Last week, the CBOE (Chicago Board Options Exchange) did something for the retail investor. Beginning March 18, mini-options representing just 10 shares, rather than 100, will be available.
Initially only five stocks and ETFs will have mini-options:
- The SPDR Gold Trust (NYSE:GLD) — the ETF for gold
- The S&P 500 ETF Trust (NYSE:SPY) — the ETF for the S&P 500
- Amazon (NASDAQ:AMZN)
- Apple (NASDAQ:AAPL)
- Google (NASDAQ:GOOG)
The potential impact on retail investors is very large if you assume — and I do — that over time more and more stocks and ETFs will have mini-options. The typical account holding or selling options, according to various industry sources, has between $10,000 and $50,0000 in capital. High price names cannot be traded in these kinds of accounts — until now.

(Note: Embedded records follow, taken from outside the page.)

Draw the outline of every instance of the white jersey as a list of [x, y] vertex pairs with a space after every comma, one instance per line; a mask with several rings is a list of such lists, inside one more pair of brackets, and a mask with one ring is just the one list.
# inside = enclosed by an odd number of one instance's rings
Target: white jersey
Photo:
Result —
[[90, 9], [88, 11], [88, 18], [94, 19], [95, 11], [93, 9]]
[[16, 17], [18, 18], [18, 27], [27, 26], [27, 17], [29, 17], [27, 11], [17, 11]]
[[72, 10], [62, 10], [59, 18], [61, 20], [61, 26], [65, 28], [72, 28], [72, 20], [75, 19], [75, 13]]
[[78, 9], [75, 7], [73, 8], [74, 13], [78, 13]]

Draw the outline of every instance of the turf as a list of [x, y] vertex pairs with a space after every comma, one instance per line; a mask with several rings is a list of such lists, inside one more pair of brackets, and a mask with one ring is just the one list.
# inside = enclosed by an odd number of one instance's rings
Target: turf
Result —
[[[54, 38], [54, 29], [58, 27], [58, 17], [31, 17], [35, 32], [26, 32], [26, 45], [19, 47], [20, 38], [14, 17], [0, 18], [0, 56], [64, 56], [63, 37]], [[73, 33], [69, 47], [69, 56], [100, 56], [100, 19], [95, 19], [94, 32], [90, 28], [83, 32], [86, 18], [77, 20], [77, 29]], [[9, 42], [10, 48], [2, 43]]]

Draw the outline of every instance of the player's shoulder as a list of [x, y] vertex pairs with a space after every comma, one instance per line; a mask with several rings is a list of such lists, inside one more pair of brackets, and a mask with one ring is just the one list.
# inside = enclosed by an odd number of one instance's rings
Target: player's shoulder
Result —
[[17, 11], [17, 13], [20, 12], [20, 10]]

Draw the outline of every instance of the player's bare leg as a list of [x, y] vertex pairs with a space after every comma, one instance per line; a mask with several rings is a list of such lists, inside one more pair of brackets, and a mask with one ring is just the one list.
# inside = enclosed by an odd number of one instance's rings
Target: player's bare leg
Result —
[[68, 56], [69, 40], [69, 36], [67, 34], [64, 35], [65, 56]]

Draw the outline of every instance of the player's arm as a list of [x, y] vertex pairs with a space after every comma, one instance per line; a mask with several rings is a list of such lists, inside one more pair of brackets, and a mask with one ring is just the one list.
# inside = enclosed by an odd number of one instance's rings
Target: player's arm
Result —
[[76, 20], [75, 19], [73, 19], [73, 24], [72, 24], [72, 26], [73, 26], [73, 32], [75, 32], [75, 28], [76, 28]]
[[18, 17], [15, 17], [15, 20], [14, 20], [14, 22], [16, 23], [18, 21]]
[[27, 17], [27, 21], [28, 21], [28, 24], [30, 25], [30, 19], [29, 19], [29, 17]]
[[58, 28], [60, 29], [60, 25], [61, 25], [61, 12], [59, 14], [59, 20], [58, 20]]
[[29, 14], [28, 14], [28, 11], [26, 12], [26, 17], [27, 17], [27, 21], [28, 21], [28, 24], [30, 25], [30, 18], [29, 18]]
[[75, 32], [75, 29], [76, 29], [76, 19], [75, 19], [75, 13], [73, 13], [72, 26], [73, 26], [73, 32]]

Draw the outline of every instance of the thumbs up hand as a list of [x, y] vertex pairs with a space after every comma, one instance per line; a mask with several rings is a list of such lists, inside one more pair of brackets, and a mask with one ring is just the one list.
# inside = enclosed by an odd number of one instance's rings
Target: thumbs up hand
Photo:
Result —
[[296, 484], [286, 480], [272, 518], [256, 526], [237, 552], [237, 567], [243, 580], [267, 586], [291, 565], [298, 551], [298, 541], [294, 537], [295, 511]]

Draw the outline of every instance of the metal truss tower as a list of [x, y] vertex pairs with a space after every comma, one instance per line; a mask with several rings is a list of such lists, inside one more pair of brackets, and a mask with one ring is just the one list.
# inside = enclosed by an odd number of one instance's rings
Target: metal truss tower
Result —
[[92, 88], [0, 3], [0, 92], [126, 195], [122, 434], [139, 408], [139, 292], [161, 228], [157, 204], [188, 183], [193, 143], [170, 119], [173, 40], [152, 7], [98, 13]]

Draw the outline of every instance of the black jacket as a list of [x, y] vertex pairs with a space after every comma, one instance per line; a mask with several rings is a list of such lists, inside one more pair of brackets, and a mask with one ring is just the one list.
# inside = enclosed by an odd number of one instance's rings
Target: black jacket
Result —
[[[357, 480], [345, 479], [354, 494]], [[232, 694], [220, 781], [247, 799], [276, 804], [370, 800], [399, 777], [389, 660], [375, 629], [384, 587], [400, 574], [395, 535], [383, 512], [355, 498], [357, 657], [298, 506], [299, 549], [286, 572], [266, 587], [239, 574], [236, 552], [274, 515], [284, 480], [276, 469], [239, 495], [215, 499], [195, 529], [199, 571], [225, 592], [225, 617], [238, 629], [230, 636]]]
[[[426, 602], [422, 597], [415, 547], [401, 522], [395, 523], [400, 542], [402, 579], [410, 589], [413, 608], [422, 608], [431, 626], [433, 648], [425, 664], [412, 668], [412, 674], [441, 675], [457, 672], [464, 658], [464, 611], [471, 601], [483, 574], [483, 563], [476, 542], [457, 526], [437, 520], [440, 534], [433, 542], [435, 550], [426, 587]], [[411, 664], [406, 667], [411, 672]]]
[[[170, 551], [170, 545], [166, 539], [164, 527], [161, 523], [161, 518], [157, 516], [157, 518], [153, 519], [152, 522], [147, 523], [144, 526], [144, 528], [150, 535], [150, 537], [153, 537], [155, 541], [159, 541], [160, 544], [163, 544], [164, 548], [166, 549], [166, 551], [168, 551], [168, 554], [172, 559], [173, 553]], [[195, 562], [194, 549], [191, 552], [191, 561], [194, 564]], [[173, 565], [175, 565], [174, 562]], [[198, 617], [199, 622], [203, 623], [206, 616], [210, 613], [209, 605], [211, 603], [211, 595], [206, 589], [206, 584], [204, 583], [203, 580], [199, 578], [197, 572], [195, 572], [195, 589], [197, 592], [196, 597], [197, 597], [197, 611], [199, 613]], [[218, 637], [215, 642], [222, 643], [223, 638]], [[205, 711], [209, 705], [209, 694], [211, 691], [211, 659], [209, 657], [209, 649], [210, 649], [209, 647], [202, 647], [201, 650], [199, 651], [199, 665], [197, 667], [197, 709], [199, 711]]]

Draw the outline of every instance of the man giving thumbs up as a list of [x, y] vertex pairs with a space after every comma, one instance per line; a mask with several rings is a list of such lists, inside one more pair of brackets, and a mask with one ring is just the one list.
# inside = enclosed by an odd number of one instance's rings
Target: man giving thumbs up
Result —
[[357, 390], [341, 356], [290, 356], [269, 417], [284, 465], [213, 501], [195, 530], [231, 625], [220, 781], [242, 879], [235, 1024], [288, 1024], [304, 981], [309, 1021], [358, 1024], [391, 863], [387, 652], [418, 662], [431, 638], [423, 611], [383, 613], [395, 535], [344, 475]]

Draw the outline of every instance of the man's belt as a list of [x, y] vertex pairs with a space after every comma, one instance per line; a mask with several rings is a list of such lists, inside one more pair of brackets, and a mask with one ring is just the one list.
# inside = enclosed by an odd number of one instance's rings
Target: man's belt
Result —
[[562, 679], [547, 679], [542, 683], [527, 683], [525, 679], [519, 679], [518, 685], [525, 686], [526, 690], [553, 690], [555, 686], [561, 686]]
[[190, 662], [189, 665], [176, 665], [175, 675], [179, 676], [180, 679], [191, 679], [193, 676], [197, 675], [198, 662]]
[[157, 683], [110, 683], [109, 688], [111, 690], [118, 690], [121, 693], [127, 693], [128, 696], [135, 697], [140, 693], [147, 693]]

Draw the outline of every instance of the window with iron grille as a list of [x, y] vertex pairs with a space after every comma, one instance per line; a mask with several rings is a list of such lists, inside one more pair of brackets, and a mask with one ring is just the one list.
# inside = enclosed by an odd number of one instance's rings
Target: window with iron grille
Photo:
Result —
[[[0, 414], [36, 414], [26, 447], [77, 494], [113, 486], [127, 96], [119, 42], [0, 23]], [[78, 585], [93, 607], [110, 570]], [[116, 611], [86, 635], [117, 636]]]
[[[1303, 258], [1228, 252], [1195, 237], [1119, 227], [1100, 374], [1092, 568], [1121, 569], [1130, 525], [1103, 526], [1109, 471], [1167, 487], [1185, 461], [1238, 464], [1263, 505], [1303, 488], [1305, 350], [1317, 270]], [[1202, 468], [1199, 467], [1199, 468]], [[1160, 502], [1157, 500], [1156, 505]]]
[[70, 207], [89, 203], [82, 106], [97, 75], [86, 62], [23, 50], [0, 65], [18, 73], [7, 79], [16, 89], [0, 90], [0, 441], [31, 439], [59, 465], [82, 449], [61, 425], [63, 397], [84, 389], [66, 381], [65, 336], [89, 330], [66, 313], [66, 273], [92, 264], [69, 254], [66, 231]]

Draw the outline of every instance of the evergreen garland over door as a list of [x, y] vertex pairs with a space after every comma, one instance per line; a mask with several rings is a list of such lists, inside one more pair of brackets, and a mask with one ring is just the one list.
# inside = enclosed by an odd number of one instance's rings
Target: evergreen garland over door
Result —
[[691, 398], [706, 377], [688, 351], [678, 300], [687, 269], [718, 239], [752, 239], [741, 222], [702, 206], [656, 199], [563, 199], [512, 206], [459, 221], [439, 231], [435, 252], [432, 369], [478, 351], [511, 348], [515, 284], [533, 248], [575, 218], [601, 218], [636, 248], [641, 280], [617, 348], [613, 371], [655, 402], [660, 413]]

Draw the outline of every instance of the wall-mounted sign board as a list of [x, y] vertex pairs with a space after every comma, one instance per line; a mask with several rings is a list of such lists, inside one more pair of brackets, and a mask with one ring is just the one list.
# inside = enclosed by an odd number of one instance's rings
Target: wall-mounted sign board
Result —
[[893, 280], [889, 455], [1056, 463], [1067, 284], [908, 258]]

For example, to sell a covered call on Apple — one of the great income strategies of all time — used to require capital to own 100 shares, or roughly $45,000 — to sell open contract. That is now cut to $4,500.
More importantly for options sellers, the volatility of these large stocks will filter down to the mini-options. And Amazon, Apple and Google are relatively volatile stocks with options that carry fat premiums on their calls and puts. Sell puts on these names every week or every month and you can generate yields between 15% and 25% per year, something that would not have been available to the typical account before the creation of these mini-options.
I expect brokerage houses to cut their fees on trades involving mini-options. This cold greatly reduce the transaction costs associated with selling or buying options. Is this optimism misplaced? My online broker, OptionsXpress (owned by Schwab) is one of the most expensive of the online brokers but recently introduced very aggressive pricing on mini-future contracts.
What should you do right now?
Nothing — except contact your broker to see if and when they are reducing commissions on mini-options trades. You may also want to become familiar with these five stocks and ETFs. The impact of the mini-options on stock and options prices is a true unknown. I do expect volume and volatility to go up and the selling of puts and covered calls to be more lucrative as soon as mini-options become available.
This combination of reduced capital requirements and commissions is a boon to retail investors, especially those looking to generate consistent income from a put and call selling strategy.